Abstract

Mathematical Theory and Physical Mechanics for Planetary Ionospheric Physics

Jonah Lissner

In a dynamic system, e.g., Geometrodynamics geophysical isomorphisms from plasmasphere^i to ionosphere^ii, e.g., Upper-atmospheric lightning (UAL, sferics), Middle-atmospheric lightning and Lower-atmospheric lightning (MAL, LAL, sferics) and Terrestrial and Subterranean Perturbation Regimes (TSTPR, terics) real Physical space is represented as (M,g) R^ 5→(M,g) R^4 brane. F-theory propagates QED continuous polyphasic flux to (Mg) R^4 brane is postulated utilizing Universal constants (K), c.f. Newton's Laws of Motion; c; Phi; Boltzmann's Constant loge S = k W ; Gaussian distributions; Maxwell's Equations; Planck time and Planck Space constants; a; Psi. Constants are propagated from hypothesized compaction and perturbation of topological gauged-energy string landscape (Mg) R^4 d-brane applied to electromagnetic and gravitational Geophysical sweep-out phenomena, e.g.

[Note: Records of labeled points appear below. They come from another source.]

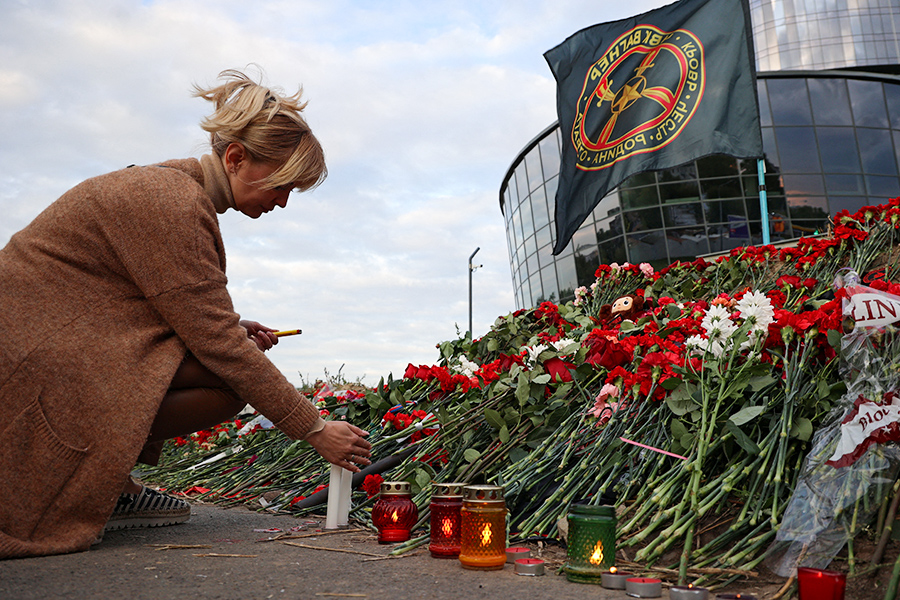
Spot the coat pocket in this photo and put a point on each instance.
(34, 467)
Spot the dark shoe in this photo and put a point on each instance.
(149, 508)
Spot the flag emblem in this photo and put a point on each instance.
(638, 96)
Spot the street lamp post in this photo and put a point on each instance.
(471, 269)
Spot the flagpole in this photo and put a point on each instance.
(763, 202)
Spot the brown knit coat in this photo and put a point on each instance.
(101, 297)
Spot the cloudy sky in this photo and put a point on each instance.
(421, 107)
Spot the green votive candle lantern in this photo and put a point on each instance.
(591, 542)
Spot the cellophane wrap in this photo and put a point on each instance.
(854, 459)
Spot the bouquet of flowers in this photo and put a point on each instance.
(853, 463)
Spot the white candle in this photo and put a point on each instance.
(344, 498)
(334, 495)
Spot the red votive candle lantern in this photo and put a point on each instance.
(815, 584)
(483, 536)
(394, 513)
(446, 503)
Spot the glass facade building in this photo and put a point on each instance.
(831, 140)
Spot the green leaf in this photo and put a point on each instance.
(511, 416)
(678, 429)
(504, 435)
(802, 429)
(671, 383)
(423, 478)
(517, 454)
(742, 438)
(746, 414)
(494, 418)
(523, 389)
(680, 402)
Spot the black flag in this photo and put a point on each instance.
(651, 92)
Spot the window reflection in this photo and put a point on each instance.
(639, 197)
(683, 214)
(876, 152)
(794, 144)
(712, 205)
(790, 104)
(539, 208)
(724, 211)
(892, 96)
(837, 147)
(803, 185)
(885, 187)
(639, 220)
(720, 188)
(534, 170)
(549, 156)
(830, 101)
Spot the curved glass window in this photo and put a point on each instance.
(835, 145)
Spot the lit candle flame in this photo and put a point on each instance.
(486, 535)
(597, 556)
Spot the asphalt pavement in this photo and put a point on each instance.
(232, 554)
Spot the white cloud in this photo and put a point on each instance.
(421, 108)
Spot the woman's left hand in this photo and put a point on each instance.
(264, 336)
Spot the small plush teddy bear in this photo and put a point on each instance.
(625, 308)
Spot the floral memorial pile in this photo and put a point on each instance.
(689, 398)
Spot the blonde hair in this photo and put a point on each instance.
(269, 126)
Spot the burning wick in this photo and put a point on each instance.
(597, 556)
(486, 535)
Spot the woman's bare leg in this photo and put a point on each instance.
(197, 399)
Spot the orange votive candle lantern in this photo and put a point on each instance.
(483, 534)
(445, 507)
(394, 514)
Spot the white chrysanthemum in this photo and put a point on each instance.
(756, 309)
(534, 352)
(720, 330)
(565, 346)
(715, 313)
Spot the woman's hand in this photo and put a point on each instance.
(342, 444)
(264, 336)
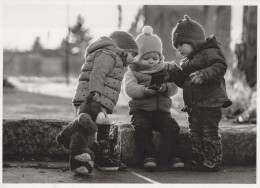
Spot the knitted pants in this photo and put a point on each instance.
(144, 123)
(205, 140)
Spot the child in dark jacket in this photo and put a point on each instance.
(146, 83)
(106, 62)
(201, 75)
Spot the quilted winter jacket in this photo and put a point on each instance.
(210, 60)
(134, 84)
(102, 72)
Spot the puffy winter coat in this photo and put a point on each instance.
(208, 59)
(134, 85)
(102, 72)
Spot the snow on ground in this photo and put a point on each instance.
(54, 87)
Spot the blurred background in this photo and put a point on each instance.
(44, 46)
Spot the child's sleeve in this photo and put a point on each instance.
(131, 86)
(172, 89)
(175, 74)
(103, 65)
(216, 66)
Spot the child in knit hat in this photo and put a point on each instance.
(146, 83)
(106, 62)
(201, 75)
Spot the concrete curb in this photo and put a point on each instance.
(238, 143)
(34, 139)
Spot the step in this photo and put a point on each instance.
(34, 139)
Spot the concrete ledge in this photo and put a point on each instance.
(238, 142)
(34, 139)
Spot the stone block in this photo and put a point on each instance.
(238, 142)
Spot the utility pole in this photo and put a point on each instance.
(119, 7)
(67, 50)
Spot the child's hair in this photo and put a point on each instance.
(188, 31)
(148, 42)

Birkeland currents, ring currents, sferics, terics and given tensorized fields of ionized plasma events^iii and energy phenomena of the near Astrophysical medium. These can be computed from Calabi-Yau manifolds as CP^4 in density matrices of Hilbert space, Hyper-Kahler or 4-Kahler manifolds across weighted projective space. e.g., in Gaussian Unitary Ensembles (GUE) where as a joint probability for eigenvalues and-vectors 3 2 4 1 1 k i j j i k e Z η η λ β βη λ λ − < = Π Π − (1) from dispersion k^2=w^2 p_0 from Boltzmann's constant H [1] and Trubnikov's 0, 1, 2, 3 tensors [2,3].